The Justice Department has announced that seafood wholesalers Karen Blyth and David Phelps were sentenced to 33 months and 24 months in prison, respectively, for violating the Lacey Act, etc. A third defendant charged in the case, John Popa had previously pleaded guilty to similar offenses, and is scheduled to be sentenced on May 26, 2011.
The U.S. Court of Appeals for the Federal Circuit has affirmed the Court of International Trade's decision in Dell Products LP, v. U.S., that for tariff purposes, goods put up in sets for retail sale refers to goods that are offered to customers as a set for purchase rather than to a collection of goods that are assembled into a set after the customer has purchased them, in which case, the goods would be classified separately.
The Justice Department has announced that on April 29, 2011, Alberto Arellano-Felix, an alleged leader of the multi-national drug trafficking Arellano-Felix Organization (AFO), was extradited by the government of Mexico to the U.S. to face charges for conspiracy to import and distribute cocaine and marijuana. The indictment alleges that the AFO leadership negotiated directly with Colombian cocaine trafficking organizations for the purchase of multi-ton shipments of cocaine, received those shipments in Mexico by sea and by air, and then arranged for the smuggling of the cocaine into the U.S. and its further distribution throughout the U.S. The proceeds of the AFO’s drug trafficking, estimated to be in the hundreds of millions of dollars, were allegedly smuggled back into Mexico.

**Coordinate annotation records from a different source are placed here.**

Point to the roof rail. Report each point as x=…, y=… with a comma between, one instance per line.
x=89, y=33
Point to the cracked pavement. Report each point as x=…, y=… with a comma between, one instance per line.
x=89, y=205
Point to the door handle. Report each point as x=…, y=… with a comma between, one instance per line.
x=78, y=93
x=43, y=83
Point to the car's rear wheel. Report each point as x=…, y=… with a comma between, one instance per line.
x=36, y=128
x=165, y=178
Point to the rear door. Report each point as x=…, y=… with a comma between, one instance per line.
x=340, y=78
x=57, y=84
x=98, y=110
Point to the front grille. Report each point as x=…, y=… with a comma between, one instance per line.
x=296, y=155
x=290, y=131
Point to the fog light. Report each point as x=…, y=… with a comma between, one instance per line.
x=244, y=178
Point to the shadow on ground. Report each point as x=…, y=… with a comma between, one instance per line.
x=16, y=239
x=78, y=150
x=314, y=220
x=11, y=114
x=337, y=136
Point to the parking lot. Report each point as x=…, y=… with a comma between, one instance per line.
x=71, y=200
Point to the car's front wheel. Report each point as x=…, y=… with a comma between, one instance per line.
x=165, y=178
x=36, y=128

The U.S. Attorney's Office for the Western District of Washington announced on February 14, 2011, that James Armstrong, a retired dentist, and his son, Gregory Armstrong, were sentenced for selling and dispensing counterfeit drugs with the intent to mislead or defraud. According to the records filed in the case, on April 9, 2010, U.S. Customs and Border Protection (CBP) agents in Los Angeles intercepted a package that had been sent from China addressed to a mail box in Washington, containing 2,544 pills of counterfeit erectile dysfunction drug Viagra® and 260 pills of Cialis®. Over the course of a year, 22 packages arrived at the box from China and India. James Armstrong was sentenced to a $30,000 fine and one year of supervised release. His son was sentenced to a year and a day in prison, two years of supervised release and a $5,000 fine.

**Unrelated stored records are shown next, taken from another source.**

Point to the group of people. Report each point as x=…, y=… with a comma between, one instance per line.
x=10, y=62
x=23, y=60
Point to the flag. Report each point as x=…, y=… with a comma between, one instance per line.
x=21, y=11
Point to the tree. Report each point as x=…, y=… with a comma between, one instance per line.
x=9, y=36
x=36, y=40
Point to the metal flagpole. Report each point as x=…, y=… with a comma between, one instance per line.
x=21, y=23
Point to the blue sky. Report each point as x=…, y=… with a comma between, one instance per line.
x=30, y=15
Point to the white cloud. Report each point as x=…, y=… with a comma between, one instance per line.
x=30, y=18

On February 9, 2011, the U.S. Attorney's Office for the Eastern District of Missouri announced that Mark Hughes was sentenced to 46 months of imprisonment on multiple charges involving the illegal importation and sale of counterfeit and misbranded Viagra® and Cialis®, and to pay restitution. According the facts filed with the court, for about three years prior to December 2009, Hughes began ordering large quantities of prescription and pharmaceutical drugs from sources in India and China without prescriptions for resale. Hughes is not licensed or authorized to sell and distribute prescription drugs and pharmaceuticals.